New data will show the group how people use Athena today. Beginning in fall 2009, public Athena cluster machines now log information about how long users are logged in, what additional software they install, and the full path of any programs run during the session. (The data are stored with strict attention to user privacy: only the IS&T Server Operations team can access them, and no personally identifiable information is sent.)

These detailed metrics could help show whether users are most likely to drop into clusters for quick five-minute Web browsing sessions, or to spend hours in front of Matlab, or something else entirely.

Perhaps, administrators say, some clusters should go.

“Some we’ll want to keep. Some are community sites, valuable sites,” said W. Eric L. Grimson PhD ’80, who along with Hastings led the group that said MIT should consider the cuts. But, he added, “a lot of clusters are very lightly used.” The possibility of closing clusters “frees up space for other things: student lounges, more space for teaching,” he said in an interview.

The clusters’ annual costs include $900,000 for hardware and operations and $400,000 for software, Grimson said.

Electricity, heating, and cooling for the clusters costs $130,000, Hastings said. The physical space the clusters occupy carries an additional cost, Hastings wrote, although his e-mail did not specify how much.

Last night, a few dozen students were scattered around the Student Center Athena cluster. Bent over books, reading e-mail, staring at a problem set, studying in a corner, or talking side-by-side at whiteboards with their laptops out, they filled the room with soft voices and the clatter of keyboards, as laser printers whirred in the background.

Luis A. Torres ’10 was working on a nuclear fuel cycle problem set, using Matlab on Athena. He said he likes working in the Student Center cluster because the background noise and the environment help him be productive.

The Reading Room can get too quiet, he said. And “the proximity to the printer is nice, too,” he said.

Lindsay S. Johnson ’11 said she mostly uses Athena clusters for printing, although sometimes she’s used Matlab for class projects. When print queues get heavily loaded, she sometimes likes to use the uncrowded cluster in the basement of Building 66, she said.

That lightly-used cluster may disappear soon. But the free printing might disappear too.

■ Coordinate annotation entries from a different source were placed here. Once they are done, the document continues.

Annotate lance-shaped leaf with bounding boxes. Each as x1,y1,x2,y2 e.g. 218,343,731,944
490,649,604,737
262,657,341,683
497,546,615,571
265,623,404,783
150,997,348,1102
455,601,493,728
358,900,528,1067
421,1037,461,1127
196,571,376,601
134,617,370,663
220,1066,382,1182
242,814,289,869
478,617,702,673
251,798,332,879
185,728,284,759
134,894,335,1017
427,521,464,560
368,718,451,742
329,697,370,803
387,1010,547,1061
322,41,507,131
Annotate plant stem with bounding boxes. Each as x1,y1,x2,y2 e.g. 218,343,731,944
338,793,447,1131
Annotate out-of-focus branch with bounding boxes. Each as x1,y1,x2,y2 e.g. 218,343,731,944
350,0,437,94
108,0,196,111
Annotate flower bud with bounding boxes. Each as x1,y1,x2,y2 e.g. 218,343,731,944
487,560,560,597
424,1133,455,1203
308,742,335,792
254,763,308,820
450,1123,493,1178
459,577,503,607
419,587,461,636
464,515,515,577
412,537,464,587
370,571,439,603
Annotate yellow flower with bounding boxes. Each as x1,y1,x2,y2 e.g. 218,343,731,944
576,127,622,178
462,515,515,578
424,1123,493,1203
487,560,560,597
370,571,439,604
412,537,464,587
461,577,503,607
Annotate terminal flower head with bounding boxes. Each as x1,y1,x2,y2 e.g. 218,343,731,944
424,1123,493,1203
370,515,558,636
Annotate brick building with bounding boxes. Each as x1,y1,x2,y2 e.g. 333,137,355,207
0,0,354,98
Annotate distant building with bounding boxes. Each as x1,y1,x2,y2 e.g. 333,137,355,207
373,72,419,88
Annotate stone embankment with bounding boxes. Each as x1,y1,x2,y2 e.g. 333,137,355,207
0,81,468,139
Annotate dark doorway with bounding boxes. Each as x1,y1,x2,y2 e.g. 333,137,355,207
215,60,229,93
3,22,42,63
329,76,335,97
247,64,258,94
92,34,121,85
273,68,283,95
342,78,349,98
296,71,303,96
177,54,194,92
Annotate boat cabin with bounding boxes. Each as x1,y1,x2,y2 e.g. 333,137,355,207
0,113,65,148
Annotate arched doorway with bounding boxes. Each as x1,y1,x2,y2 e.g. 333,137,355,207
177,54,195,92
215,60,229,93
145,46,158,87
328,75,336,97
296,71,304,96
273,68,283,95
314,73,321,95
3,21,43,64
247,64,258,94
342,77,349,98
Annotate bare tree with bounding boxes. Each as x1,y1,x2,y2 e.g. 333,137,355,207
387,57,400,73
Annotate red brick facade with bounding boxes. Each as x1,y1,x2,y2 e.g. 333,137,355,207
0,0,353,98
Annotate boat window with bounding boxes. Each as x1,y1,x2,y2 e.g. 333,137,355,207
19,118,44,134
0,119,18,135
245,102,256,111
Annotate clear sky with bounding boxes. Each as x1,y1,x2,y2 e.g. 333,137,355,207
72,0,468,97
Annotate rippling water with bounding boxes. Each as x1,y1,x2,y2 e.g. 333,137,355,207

Cutting costs by charging for printouts

The possible cluster cuts are part of bigger sets of cuts: MIT hopes to eliminate $60–$70 million from General Institute Budget spending by the end of the 2011 academic year, President Susan J. Hockfield wrote in a September letter to the MIT community. Athena cluster cuts are among the ideas proposed by the budget-cutting Institute-Wide Planning Task Force, whose final report is expected within about three weeks. (It was originally expected by the end of October.)

The cuts are meant to cushion MIT from an anticipated drop in payout from the endowment, which pays for about a quarter of General Institute Budget spending.

The same group considering Athena cuts will also consider cutting printing services, perhaps by making printing cost money or perhaps by eliminating little-used printers. Currently, students may print an unlimited number of black and white or (at one cluster) color pages for free.

$300,000 per year is spent on printing, Hastings wrote.

Charging for printers might reduce the sizes of the piles of unclaimed printouts that rest next to Athena printers during busy periods.

This fall, Boston University centralized its high-speed printers into only a few buildings and began charging students 12 cents per page, the university’s press publication BU Today reported in August. Undergraduates get 100 pages for free; graduate students get 500 pages, and law students get 1000 free pages. Many students reacted with disappointment, saying that the free printing was not enough to let them print out all their required course readings, delivered electronically by instructors.

In announcing a similar 12 cent per page policy for its campus, the Boston University School of Public Health recommends that students consider printing for 3 or 6 cents per page at a nearby FedEx Kinko’s instead.